Из тумана на бот надвигалась черная лоснящаяся груда, длиной в большую баржу, спереди над ней веером высоко хлестал шумный фонтан брызг.

— Держи вправо! — скомандовал Трегубов рулевому.

Близость морского чудовища, в сравнении с. которым бот казался игрушкой, устрашила людей. Некоторые схватились за винтовки, но стрелять не пришлось.

Кит сделал крутой поворот влево, взметнув мощным хвостом.

Высокий вал захлестнул бот, обдав людей холодной соленой водой. Некоторые ахнули не то от испуга, не то от изумления, но все сразу почувствовали, что холод доходит до колен. Бот наполнился водой до банок. Все бросились вычерпывать воду, кто чем попало: чайниками, кружками и корцом.

Кит скрылся в туманной дали океана, а бот, повернувший от кита вправо, оказался на своем курсе и продолжал путь вдоль пролива Фриза. Показалась северо-восточная оконечность острова Итуруп. Командир сразу узнал ее по высокому и обрубистому мысу с приметными тремя сосками горных утесов, обозначенных в лоции.

Ветер свежел и, достигнув пяти баллов, развел крупную зыбь, Чем больше бот углублялся в пролив, тем труднее становилось плавание. Приходилось лавировать в бурлящей толчее, происходившей от столкновения приливно-отливных течений, быстрин и сулоев. Боясь, как бы ветром не сломало мачту, убавили площадь паруса, но вместе с тем, чтобы не уменьшился ход бота, опять матросы заработали да веслах. К вечеру кое-как преодолели пролив и вышли в Охотское море. Но в этой отчаянной борьбе бот был искалечен: толчеей и зыбью его так расшатало, что он по пазам дал течь. Да и сверху через его борта захлестывало волнами. Вода поднялась выше колен. Матросы беспрерывно ее отливали, но она все прибывала. Часть команды укачалась и ничего не могла делать.
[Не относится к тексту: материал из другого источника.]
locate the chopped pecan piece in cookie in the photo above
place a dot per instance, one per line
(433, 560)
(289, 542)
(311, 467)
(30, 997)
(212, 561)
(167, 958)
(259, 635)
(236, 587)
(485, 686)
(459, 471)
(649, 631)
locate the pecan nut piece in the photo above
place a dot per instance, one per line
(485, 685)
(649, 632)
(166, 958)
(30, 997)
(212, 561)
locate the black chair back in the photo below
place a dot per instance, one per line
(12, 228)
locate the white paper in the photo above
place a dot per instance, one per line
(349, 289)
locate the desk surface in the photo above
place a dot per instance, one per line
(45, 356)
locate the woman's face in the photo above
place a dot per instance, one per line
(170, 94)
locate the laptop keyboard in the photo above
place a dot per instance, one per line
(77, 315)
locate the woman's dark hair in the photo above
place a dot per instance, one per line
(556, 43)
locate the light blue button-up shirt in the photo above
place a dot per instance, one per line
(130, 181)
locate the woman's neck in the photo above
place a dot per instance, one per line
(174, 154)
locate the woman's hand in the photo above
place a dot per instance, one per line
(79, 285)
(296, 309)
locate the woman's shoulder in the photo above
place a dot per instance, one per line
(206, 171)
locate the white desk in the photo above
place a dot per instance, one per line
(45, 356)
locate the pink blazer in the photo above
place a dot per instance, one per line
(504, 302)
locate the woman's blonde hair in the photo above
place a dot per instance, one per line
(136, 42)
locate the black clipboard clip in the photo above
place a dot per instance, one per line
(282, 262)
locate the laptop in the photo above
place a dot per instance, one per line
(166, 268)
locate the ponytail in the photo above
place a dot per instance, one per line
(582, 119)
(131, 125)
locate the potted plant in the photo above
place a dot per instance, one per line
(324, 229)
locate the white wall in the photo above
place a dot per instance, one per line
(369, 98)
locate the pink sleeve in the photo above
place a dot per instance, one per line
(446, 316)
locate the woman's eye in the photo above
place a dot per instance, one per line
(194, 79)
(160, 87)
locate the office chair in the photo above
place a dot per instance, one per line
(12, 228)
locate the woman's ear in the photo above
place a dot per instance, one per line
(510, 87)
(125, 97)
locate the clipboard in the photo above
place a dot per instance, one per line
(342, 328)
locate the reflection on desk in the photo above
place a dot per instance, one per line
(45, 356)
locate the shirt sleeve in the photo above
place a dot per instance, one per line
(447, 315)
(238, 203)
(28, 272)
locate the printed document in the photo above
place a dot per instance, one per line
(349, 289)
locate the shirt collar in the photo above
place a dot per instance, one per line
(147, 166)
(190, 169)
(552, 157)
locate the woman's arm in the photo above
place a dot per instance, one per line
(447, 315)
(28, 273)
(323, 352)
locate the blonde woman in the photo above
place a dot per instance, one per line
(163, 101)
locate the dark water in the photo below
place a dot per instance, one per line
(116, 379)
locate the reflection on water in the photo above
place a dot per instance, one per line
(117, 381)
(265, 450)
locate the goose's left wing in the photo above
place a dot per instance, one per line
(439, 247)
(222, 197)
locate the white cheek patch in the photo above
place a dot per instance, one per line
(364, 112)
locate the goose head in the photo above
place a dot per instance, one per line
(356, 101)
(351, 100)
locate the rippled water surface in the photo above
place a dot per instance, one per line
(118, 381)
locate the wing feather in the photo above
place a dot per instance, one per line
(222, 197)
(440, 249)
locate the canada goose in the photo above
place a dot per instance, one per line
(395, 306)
Боцман Гоцка остался на острове Уруп, но теперь о нем вспоминали с благодарностью.

— Молодец боцман — заставил тросом скрепить бот. Без этого наше суденышко развалилось бы, как старое корыто, — первый заговорил машинист Кучеренко.

Леконцев, оглянувшись на командира, углубившегося в морскую карту, поддакнул:

— Да, если бы не трос — давно бы нам быть на дне моря.

Командир как будто не слышал этих разговоров. По-видимому, он и сам теперь сознавал, что боцман был прав, и, оторвавшись от карты, взглянул вперед.

Перед ним, волнуясь, грозно расстилалось Охотское море, с мглистыми далями. Пускаться в большое плавание на протекающем боте было рискованно.

Вода в нем, прибывая, скоро может соединиться с уровнем моря, и тогда всем конец. Трегубов, обращаясь к команде, мирно заговорил:

— Смотрел сейчас по карте. На всем северном берегу острова Итуруп нет ни одного заливчика, где бы можно нам было укрыться от ветра и отдохнуть. Да и бот нужно починить. Попробуем в Кунаширском заливе свое счастье. За это время, может быть, погода улучшится.

9

В ленинградском военно-морском архиве, фонд N 417, дело по описи N 81 — «Олдгамия», сохранился этот документ, который был представлен в главный морской штаб Трегубовым при донесении о плавании. Содержание его следующее: «Прапорщику Трегубову, командиру погибшего призового судна „Олдгамия“. Рапорт. Доношу Вашему благородию, что Ваше снаряжение считаю постыдным и преждевременным бегством от вверенных Вам людей, не согласующимся с долгом чести, а есть позорный инстинкт самосохранения, есть ни на чем не основанное превышение власти, и, кроме того, не служащее на пользу и спасение людей в смысле некомпетенции прапорщика Зайончковского в морском деле и считаю его приказ одним из тех бессмысленных распоряжений, основанных на личных отношениях, неоднократно сделанных Вами. Прапорщик Владимир Потапов, 22 июня 1905 года».